Understanding and Mitigating Bottlenecks of State Space Models through the Lens of Recency and Over-smoothing
Peihao Wang, Ruisi Cai, Yuehao Wang, Jiajun Zhu, Pragya Srivastava,, Zhangyang Wang, Pan Li

TL;DR
This paper investigates the inherent limitations of Structured State Space Models (SSMs) related to recency bias and over-smoothing, proposing a polarization method to improve long-range dependency learning and model scalability.
Contribution
The paper reveals the fundamental trade-off between recency bias and over-smoothing in SSMs and introduces a polarization technique to mitigate these issues, enabling deeper and more effective models.
Findings
Polarization improves long-range token recall accuracy.
Deeper SSMs benefit from the proposed polarization technique.

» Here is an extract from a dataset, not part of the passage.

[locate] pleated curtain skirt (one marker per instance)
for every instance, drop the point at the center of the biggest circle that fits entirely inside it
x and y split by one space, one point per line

Theoretical analysis links depth, over-smoothing, and recency bias in SSMs.
Abstract
Structured State Space Models (SSMs) have emerged as alternatives to transformers. While SSMs are often regarded as effective in capturing long-sequence dependencies, we rigorously demonstrate that they are inherently limited by strong recency bias. Our empirical studies also reveal that this bias impairs the models' ability to recall distant information and introduces robustness issues. Our scaling experiments then discovered that deeper structures in SSMs can facilitate the learning of long contexts. However, subsequent theoretical analysis reveals that as SSMs increase in depth, they exhibit another inevitable tendency toward over-smoothing, e.g., token representations becoming increasingly indistinguishable. This fundamental dilemma between recency and over-smoothing hinders the scalability of existing SSMs. Inspired by our theoretical findings, we propose to polarize two channels…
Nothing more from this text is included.